Title: Mining Structural Hole Spanners Through Information Diffusion in Social Networks
Abstract: The theory of structural holes suggests that individuals would benefit from filling the “holes” (called as structural hole spanners) between people or groups that are otherwise disconnected. The fundamental challenge we want to address is to detect users who span structural holes in social networks and how the structural hole spanners influence the information diffusion? We explore the problem of mining top-k structural hole spanners through information diffusion in social networks. We formally define the objective function and provide two instantiation models (HIS and MaxD) to deal with the problem. Optimization of the problem is proved to be NP-hard, and efficient algorithms with provable approximation guarantees have been developed. We test the proposed models on three different networks: Coauthor, Twitter, and Inventor. Our study provides evidence for the theory of structural holes, e.g., 1% of Twitter users who span structural holes control 25% of the information diffusion on Twitter.

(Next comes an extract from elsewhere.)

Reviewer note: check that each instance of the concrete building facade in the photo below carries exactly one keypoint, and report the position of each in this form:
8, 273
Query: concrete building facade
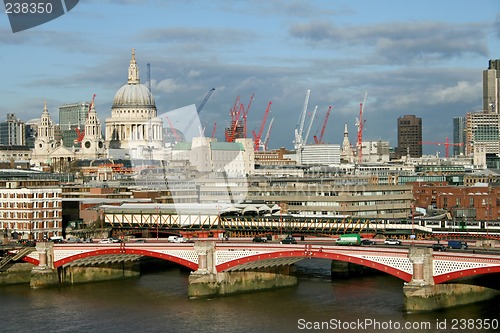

Bio: Jie Tang is an associate professor at the Department of Computer Science and Technology of Tsinghua University. He has been visiting at Cornell University, HKUST, and CUHK. His research interests include social network analysis, data mining, and machine learning. He has published more than 100 journal/conference papers and held 10 patents. He has developed a notable system Arnetminer.org for academic social network analysis and mining. The system has already attracted 432 independent IP accesses from 220 countries/regions. He was honored with the CCF Young Scientist Award, NSFC Excellent Young Scholar, IBM Innovation Faculty Award, and the New Star of Beijing Science & Technology. He also served as Workshop Co-Chair of SIGKDD’13, Local Chair of SIGKDD’12, Publication Co-Chair of SIGKDD’11, Program Co-Chairs of ADMA’11, SocInfo’12 and WSDM’15, and also serves as the PC member of more than 50 international conferences.